Cytokine and Visual Outcome Variations in Eyes Receiving Ranibizumab

Overview

Objective: To determine the association between baseline aqueous cytokine levels and treatment intervals for patients under a variable dosing regimen with intravitreal ranibizumab in patients with neovascular age-related macular degeneration (nAMD), macular edema secondary to retinal vein occlusion (RVO) and diabetic macular edema (DME). Methods: A prospective, single-centre study will be performed containing 3 sub-studies according to each study population: nAMD, macular edema secondary to RVO and DME. Inclusion criteria are: patients followed at St. Michael's Hospital with the diagnosis of nAMD, macular edema secondary to RVO or DME. Patients will be excluded if visual acuity is worse than counting fingers, with macular pathologies causing any structural changes to the retina, have received anti-VEGF injections or photocoagulation therapy 6 months prior to study, intraocular surgery 3 months prior to study, any history of vitreoretinal surgery or ocular inflammation in the study eye, use of systemic or topical anti-inflammatory or steroids, patients on dialysis for renal failure, allergy to the study drug or fluorescein, <18 years old, women who are pregnant. All patients will be treated with ranibizumab intravitreal injections on a variable dosing regimen: Patients with DME will be examined monthly and receive mandatory injection for the first three months (baseline, weeks 4 and 8). Afterwards, they will continue to be seen monthly and the need for new injections will be decided upon the clinical findings at each visit. An anterior chamber (AC) tap will be done if an injection is required at the visit. Patients with nAMD and RVO will be examined monthly and receive mandatory injection for the first three months. From weeks 12 until 72 (month 18), the visits will be scheduled at increasing 2-weeks intervals based on the stability of the ocular condition and response to treatment. At each visit, an injection and AC tap will be performed. The maximum interval in between injections is 12 weeks. If the disease becomes unstable, the interval in between injections is shortened and, once it stabilizes, the treatment frequency is extended again. In all patients, baseline aqueous humour specimens will be obtained prior to the first ranibizumab intravitreal injection and follow-up samples will be taken immediately prior to subsequent injections based on the treatment regimens for cytokine analysis in the end of the follow-up.

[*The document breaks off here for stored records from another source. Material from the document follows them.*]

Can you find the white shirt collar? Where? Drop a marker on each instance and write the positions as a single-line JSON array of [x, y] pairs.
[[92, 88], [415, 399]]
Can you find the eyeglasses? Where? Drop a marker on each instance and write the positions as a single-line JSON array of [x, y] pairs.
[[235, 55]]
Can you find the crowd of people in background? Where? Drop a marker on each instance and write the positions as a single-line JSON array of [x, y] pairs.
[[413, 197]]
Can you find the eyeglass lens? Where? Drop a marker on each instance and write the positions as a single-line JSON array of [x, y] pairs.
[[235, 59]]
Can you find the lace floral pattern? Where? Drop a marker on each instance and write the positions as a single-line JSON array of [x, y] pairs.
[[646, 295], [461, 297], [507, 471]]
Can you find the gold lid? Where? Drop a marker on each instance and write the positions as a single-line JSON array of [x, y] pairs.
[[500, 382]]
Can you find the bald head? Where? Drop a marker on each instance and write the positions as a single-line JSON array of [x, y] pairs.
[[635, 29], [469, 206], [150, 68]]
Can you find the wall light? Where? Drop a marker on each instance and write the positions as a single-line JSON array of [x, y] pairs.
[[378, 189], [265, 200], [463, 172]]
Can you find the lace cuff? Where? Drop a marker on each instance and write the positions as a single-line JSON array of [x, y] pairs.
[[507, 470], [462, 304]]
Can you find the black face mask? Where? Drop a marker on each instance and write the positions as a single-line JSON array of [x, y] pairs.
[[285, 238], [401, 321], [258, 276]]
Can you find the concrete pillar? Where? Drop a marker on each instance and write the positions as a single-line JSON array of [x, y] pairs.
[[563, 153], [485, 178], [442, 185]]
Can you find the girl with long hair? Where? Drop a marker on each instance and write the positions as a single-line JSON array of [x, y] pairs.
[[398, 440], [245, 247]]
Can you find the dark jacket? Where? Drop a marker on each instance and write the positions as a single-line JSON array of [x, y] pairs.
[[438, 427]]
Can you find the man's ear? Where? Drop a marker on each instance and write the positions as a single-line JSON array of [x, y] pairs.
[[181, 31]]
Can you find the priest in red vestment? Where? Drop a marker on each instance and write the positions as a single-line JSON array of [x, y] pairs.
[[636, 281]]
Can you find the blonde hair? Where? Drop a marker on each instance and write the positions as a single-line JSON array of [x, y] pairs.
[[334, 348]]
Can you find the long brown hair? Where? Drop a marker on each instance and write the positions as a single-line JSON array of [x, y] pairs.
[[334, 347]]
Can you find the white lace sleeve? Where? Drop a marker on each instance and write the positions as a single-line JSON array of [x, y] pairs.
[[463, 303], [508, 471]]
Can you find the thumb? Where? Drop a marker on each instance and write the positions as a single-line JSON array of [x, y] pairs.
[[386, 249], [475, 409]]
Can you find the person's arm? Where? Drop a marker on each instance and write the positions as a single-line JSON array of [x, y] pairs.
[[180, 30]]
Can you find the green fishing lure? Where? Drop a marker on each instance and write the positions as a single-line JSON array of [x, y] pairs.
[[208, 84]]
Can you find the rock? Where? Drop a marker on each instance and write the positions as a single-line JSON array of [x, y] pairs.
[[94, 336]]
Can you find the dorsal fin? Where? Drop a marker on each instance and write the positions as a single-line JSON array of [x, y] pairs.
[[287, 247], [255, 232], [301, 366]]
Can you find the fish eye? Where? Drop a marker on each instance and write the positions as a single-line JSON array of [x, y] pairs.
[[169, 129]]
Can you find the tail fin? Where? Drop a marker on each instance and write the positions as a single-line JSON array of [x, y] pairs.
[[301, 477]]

Full Title of Study: “Cytokine and Visual Outcome Variations in Eyes Receiving a Variable Dosing Ranibizumab Treatment: The COVERT Study”

Study Type

  • Study Type: Interventional
  • Study Design
    • Allocation: N/A
    • Intervention Model: Single Group Assignment
    • Primary Purpose: Treatment
    • Masking: None (Open Label)
  • Study Primary Completion Date: February 28, 2024

Interventions

  • Drug: Intravitreal ranibizumab
    • Patients will be treated with intravitreal ranibizumab and have their aqueous humor obtained for cytokine analysis at every visit that an intravitreal injection is done

Arms, Groups and Cohorts

  • Other: AMD/RVO/DME
    • Patients presenting to St. Michael’s Hospital retina clinic with neovascular age related macular degeneration, macular edema secondary to RVO and diabetic macular edema treated with intravitreal ranibizumab in a variable dosing regimen.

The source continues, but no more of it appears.